MARCH 2019 SPEAKER: Robert S. Carr

NEW DISCOVERIES OF THE EVERGLADES LANDSCAPE: LOST CREEKS AND PREHISTORIC SITES

Archaeological testing of agricultural fields in the eastern Everglades has resulted in the discovery of creeks and prehistoric sites buried beneath the muck. This creek system had been previously unknown and was undetected during earlier assessments. Aerial photographs taken during and after sugar cane cultivation revealed the ancient creek system and resulted in the discovery of a 2000-3000 year old prehistoric midden (8PB17113) and cemetery (8PB17114).

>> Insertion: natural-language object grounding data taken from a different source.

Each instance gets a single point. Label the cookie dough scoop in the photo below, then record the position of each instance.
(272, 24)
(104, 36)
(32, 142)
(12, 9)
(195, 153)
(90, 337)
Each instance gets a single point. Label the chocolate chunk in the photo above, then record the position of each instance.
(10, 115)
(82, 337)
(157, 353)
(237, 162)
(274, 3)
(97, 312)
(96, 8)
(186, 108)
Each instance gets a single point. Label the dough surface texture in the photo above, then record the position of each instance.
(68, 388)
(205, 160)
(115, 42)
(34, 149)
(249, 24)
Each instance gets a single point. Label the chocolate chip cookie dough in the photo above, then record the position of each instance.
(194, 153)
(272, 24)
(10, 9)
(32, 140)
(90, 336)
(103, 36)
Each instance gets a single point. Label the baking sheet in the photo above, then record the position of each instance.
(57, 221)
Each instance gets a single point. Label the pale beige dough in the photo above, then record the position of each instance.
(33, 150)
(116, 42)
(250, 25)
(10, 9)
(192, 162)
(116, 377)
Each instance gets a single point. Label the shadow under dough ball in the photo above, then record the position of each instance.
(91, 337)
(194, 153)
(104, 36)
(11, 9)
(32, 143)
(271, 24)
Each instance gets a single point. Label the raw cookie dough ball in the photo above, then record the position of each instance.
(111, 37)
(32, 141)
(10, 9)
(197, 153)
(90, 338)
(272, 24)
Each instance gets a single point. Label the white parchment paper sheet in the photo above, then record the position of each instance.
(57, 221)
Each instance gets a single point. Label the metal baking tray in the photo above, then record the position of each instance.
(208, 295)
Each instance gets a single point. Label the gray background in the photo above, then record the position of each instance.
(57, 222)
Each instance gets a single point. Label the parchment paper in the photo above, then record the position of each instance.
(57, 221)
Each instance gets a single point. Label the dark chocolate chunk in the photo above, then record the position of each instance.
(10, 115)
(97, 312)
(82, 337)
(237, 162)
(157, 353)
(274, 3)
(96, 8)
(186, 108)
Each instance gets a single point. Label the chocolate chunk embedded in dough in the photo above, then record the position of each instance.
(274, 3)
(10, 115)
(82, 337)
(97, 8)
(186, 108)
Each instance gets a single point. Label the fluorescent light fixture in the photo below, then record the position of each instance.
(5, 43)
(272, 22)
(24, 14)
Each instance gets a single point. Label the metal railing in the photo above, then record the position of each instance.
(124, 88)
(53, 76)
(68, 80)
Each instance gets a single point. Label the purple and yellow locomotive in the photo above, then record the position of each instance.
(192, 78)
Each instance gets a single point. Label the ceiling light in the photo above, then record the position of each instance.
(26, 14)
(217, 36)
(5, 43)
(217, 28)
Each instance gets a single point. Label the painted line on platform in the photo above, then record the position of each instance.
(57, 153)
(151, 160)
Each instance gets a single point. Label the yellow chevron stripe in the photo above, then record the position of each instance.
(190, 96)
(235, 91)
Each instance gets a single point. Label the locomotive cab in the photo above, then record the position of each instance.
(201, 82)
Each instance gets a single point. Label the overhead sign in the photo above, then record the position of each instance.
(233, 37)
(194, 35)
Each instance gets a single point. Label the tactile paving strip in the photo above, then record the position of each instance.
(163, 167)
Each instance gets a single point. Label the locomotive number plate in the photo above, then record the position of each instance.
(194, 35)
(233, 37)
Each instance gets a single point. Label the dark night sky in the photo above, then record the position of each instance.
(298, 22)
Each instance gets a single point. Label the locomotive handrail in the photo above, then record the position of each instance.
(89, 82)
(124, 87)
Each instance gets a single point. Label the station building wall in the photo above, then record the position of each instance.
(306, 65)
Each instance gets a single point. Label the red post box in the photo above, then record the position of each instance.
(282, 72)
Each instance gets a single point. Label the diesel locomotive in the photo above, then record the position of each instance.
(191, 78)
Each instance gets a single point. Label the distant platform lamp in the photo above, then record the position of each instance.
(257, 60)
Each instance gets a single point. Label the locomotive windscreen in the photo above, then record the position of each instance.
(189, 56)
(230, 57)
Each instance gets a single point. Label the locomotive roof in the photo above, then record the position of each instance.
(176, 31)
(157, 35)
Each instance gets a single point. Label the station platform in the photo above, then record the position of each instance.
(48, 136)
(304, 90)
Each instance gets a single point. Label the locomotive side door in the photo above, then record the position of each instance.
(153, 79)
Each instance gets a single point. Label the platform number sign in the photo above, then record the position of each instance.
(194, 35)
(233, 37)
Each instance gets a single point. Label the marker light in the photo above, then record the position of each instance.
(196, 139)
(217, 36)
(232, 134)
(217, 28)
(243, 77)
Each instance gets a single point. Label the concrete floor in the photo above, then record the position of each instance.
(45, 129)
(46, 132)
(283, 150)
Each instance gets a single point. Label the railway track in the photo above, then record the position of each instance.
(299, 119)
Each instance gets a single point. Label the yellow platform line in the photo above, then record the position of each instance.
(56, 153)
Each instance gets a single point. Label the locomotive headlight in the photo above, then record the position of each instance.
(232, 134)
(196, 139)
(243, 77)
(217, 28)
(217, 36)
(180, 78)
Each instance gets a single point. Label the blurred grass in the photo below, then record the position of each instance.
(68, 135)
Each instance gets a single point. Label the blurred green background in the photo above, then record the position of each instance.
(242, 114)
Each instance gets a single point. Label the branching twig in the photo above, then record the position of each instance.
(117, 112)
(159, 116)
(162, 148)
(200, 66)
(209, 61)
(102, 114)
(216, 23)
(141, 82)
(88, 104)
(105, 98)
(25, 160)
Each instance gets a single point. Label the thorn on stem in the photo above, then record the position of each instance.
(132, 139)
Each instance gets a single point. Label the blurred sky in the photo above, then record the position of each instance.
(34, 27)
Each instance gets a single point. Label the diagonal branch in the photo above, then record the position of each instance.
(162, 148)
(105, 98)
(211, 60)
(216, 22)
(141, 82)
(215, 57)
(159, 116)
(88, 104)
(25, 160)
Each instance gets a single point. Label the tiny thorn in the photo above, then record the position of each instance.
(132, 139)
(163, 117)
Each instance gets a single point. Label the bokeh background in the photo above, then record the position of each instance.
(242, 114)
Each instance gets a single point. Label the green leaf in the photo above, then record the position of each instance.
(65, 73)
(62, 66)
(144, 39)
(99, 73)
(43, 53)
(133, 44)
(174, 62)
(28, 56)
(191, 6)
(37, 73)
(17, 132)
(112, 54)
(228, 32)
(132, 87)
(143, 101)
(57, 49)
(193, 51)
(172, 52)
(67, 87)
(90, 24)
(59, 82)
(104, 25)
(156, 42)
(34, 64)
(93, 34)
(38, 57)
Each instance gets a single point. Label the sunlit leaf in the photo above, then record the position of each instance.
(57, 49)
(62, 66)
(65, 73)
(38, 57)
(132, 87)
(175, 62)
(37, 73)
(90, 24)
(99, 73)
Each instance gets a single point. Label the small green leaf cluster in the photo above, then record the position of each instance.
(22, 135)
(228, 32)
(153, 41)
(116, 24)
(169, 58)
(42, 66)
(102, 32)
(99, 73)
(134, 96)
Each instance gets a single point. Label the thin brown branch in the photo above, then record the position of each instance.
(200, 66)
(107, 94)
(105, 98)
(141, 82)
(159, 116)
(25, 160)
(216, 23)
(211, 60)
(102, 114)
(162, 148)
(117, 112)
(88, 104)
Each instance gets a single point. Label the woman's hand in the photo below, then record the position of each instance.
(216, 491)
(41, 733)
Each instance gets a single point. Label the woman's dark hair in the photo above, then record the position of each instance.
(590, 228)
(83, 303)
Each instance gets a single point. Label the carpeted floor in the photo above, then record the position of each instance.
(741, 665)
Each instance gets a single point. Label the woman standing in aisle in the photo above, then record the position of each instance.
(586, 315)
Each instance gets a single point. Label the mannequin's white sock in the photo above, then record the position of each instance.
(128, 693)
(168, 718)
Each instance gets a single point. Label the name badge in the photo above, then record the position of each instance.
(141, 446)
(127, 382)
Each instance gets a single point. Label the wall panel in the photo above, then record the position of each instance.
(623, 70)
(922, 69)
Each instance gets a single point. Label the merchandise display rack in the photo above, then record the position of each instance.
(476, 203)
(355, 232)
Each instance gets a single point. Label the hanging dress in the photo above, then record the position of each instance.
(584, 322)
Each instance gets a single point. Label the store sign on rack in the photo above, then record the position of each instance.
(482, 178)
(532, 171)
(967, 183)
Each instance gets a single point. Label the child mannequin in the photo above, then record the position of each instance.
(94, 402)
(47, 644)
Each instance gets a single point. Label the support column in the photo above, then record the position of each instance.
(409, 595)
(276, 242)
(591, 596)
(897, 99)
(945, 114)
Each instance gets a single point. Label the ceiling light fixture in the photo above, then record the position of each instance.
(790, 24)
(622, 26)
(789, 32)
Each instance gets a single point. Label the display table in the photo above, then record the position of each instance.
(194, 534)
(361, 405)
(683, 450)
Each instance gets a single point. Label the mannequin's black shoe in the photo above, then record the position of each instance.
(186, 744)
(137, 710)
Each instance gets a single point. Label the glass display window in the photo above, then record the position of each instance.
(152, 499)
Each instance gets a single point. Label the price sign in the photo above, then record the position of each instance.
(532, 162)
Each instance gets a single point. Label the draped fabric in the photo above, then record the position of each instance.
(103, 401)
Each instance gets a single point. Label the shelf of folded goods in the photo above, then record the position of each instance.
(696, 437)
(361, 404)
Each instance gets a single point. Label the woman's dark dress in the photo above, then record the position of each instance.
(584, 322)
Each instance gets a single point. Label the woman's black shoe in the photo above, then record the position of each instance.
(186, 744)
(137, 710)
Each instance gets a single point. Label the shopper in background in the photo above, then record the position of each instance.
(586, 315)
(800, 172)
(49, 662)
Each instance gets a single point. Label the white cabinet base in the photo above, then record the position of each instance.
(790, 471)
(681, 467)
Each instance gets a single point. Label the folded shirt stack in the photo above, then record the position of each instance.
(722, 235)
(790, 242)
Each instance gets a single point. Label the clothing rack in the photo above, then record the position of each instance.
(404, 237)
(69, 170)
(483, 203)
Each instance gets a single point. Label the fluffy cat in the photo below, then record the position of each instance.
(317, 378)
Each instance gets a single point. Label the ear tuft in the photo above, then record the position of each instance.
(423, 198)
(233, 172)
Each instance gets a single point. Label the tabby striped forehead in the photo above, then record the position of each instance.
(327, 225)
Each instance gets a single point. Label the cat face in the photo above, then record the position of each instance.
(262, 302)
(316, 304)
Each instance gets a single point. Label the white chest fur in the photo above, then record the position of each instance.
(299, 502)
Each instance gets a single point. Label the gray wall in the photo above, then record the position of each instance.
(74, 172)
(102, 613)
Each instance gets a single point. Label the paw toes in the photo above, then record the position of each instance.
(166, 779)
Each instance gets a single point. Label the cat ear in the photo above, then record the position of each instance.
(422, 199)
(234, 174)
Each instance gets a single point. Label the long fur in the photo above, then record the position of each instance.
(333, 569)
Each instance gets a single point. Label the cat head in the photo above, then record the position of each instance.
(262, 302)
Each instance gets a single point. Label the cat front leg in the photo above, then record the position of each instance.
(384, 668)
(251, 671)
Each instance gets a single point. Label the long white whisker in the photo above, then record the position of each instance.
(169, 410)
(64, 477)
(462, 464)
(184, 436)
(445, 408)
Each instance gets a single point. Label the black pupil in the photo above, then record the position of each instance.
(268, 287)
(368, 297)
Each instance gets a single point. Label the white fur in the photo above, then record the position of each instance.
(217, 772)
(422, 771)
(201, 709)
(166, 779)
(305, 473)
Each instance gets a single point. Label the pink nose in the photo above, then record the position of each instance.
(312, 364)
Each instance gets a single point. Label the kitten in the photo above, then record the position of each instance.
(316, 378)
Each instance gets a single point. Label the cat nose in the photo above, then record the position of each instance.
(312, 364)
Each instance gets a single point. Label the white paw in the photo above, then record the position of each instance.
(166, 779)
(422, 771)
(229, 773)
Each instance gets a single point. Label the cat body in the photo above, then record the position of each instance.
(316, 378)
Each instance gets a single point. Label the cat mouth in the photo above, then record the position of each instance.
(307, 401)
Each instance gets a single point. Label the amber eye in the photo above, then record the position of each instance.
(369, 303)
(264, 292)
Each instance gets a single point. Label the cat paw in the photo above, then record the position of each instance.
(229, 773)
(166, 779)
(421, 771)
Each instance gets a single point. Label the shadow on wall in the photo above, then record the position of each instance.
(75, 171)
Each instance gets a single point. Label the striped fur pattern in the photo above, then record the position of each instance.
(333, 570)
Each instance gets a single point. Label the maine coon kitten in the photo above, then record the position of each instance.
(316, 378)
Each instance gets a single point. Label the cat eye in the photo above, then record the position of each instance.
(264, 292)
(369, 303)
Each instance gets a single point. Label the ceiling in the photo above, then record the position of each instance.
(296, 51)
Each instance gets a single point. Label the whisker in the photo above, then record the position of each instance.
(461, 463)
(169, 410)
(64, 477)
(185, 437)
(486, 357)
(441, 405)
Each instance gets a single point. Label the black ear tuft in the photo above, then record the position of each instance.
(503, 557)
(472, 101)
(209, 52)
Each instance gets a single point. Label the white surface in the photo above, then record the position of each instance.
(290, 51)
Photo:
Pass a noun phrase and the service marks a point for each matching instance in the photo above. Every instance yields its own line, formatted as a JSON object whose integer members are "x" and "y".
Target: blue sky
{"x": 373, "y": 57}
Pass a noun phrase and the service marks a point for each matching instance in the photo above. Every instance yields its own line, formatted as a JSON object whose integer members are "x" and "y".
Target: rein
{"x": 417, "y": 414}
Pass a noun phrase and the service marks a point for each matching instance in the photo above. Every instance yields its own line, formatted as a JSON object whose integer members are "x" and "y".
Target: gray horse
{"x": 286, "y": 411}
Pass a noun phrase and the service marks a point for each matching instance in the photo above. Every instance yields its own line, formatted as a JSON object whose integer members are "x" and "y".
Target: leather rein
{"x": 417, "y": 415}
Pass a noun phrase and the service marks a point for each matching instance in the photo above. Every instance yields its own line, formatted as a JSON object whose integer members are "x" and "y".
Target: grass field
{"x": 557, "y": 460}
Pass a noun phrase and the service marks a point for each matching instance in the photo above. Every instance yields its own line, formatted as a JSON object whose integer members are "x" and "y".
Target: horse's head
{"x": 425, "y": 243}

Archaeologist Robert S. Carr is the Executive Director of the Archaeological and Historical Conservancy, Inc. In his 35 years of experience in South Florida he was Miami-Dade County archaeologist and director of the Historic Preservation Division, and has worked for the National Park Service and the State of Florida. Carr was co-discoverer of the Miami Circle, led investigations at Preacher’s Cave in the Bahamas, and recently directed an extensive archaeological assessment at the Jupiter Lighthouse. He is the author of Digging Miami, a chronicle of the archaeology of greater Miami. He has a Master of Science Degree in Anthropology from Florida State University.